6. Um comportamento reto ajuda a construir, gradualmente, um clima de tranqüilidade e estabilidade emocional, seja em atletas em momentos de grande demanda ou não. Vamos chamar este valor de INTEGRIDADE. Trata-se de uma condicionante positiva, que muito ajuda a enfrentar os grandes desafios, não importando sua natureza.
Não é meu objetivo afirmar que somente os santos e íntegros cruzam o Canal da Mancha. Pelo contrário, conheço histórias de verdadeiros crápulas (no conceito relativo da palavra) que já cruzaram o Canal e aposto como tantos outros de mesma índole ainda o farão.
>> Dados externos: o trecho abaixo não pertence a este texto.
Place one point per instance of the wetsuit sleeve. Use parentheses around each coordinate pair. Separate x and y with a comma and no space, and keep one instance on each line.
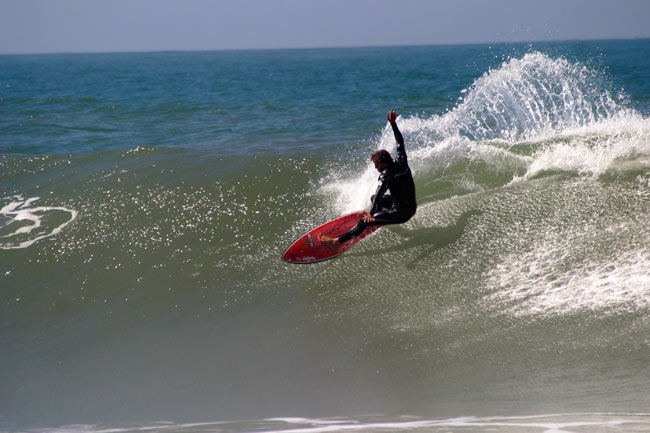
(401,151)
(381,190)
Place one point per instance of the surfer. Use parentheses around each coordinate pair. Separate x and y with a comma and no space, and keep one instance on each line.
(395,177)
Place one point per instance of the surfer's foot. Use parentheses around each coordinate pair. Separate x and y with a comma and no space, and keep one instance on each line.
(331,243)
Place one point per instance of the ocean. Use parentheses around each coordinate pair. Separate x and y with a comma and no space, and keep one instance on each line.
(146,198)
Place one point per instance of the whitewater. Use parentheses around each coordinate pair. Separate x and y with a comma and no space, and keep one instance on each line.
(144,206)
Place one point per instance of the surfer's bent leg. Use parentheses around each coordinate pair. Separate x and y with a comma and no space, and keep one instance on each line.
(382,218)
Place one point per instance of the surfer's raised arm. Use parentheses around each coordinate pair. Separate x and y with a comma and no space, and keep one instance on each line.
(394,208)
(401,151)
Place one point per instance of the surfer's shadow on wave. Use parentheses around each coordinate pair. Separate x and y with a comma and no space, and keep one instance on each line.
(436,237)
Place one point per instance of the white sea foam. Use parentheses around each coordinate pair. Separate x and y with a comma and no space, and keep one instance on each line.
(537,283)
(19,210)
(561,423)
(563,112)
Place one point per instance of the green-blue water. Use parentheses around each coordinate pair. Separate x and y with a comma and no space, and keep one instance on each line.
(145,200)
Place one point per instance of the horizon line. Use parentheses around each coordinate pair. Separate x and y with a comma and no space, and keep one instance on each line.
(326,47)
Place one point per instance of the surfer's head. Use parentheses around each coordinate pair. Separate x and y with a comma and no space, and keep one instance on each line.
(381,159)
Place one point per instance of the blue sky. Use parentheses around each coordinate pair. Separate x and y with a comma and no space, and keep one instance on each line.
(45,26)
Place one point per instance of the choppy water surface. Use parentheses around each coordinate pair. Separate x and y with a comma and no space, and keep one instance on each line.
(145,200)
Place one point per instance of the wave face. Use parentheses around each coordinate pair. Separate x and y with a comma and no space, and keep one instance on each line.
(141,286)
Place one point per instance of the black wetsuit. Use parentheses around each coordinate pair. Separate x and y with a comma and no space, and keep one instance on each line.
(400,205)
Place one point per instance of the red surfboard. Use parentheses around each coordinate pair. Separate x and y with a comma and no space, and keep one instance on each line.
(308,249)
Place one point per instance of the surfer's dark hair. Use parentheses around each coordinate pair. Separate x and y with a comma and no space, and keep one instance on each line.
(382,156)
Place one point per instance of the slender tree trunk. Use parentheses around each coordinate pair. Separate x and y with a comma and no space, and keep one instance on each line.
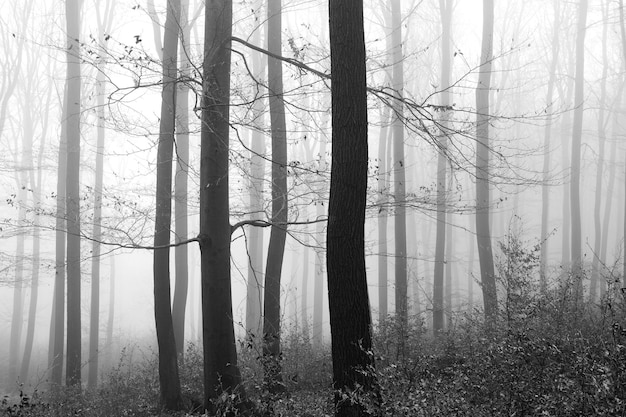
(57,323)
(318,284)
(595,268)
(111,318)
(399,181)
(383,216)
(73,368)
(276,249)
(576,243)
(94,326)
(181,257)
(483,236)
(221,373)
(545,196)
(168,360)
(34,286)
(445,9)
(350,318)
(254,294)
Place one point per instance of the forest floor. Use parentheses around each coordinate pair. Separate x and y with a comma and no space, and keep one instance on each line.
(549,356)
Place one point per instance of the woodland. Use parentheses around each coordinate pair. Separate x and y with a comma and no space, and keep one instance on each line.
(312,208)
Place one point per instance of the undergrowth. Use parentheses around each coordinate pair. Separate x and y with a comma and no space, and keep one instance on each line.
(549,355)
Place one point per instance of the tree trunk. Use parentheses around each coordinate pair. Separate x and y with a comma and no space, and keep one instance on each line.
(595,268)
(221,373)
(445,9)
(168,360)
(483,236)
(399,182)
(579,91)
(545,196)
(73,368)
(57,323)
(94,326)
(181,259)
(383,215)
(278,233)
(254,296)
(350,318)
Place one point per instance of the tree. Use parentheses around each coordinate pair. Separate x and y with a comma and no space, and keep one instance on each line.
(181,259)
(350,319)
(168,365)
(579,91)
(276,249)
(221,373)
(104,26)
(545,200)
(483,236)
(445,10)
(73,368)
(399,174)
(254,296)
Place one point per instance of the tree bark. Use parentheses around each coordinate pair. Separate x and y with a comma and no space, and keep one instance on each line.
(74,364)
(168,361)
(483,236)
(579,91)
(221,373)
(350,318)
(278,233)
(399,175)
(181,259)
(545,196)
(254,294)
(445,9)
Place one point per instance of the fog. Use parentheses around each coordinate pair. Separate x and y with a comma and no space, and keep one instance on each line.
(32,80)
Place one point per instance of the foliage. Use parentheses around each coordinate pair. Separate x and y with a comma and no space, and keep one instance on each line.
(551,354)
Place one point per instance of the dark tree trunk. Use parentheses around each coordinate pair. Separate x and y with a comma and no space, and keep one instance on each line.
(221,373)
(350,318)
(483,235)
(168,360)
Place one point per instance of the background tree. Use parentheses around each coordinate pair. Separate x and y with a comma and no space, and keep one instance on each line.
(579,91)
(168,360)
(278,233)
(221,373)
(483,235)
(445,10)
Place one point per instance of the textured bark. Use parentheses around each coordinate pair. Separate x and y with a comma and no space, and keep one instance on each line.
(57,323)
(104,25)
(221,373)
(383,215)
(74,364)
(576,242)
(595,267)
(318,283)
(254,295)
(278,233)
(545,196)
(483,236)
(399,175)
(181,259)
(36,183)
(350,318)
(445,9)
(168,361)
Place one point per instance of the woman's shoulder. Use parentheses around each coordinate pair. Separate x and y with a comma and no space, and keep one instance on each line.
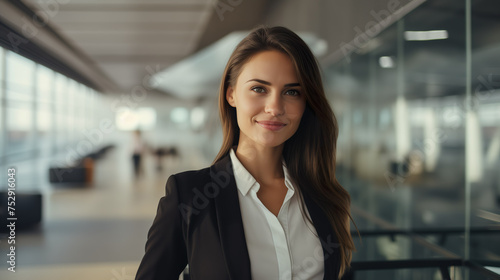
(190,177)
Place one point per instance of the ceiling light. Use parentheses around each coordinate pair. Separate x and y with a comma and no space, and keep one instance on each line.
(386,62)
(426,35)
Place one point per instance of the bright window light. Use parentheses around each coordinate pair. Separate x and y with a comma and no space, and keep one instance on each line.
(179,115)
(126,119)
(140,118)
(197,117)
(426,35)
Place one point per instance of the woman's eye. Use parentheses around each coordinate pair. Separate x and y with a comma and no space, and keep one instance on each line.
(292,92)
(259,90)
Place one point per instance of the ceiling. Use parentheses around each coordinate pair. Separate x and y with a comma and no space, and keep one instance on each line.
(129,40)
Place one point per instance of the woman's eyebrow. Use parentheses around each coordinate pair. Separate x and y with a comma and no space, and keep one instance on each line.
(268,83)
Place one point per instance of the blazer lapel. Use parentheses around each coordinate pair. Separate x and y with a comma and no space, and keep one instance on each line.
(328,239)
(231,232)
Mas é importante enfatizar que uma mente em paz consigo mesma tem a calma e a segurança como aliadas em seus projetos.
Baseado nestes últimos valores, ouso duvidar que certos personagens políticos brasileiros conseguiriam a proeza de atravessar o Canal. O caso mais ligado a essa realidade é do inigualável (ainda bem que só tem um) Paulo Maluf. Sua conexão com o Canal da Mancha é indiscutível. Não que já tenha participado de alguma tentativa na região. Em verdade, sua menção deve-se à grande travessia das fronteiras brasileiras (ajudado por doleiros), para colocar seu rico dinheirinho - de fato, NOSSO rico dinheirinho - nas Ilhas Jersey, paraíso fiscal bem no meio do Canal da Mancha.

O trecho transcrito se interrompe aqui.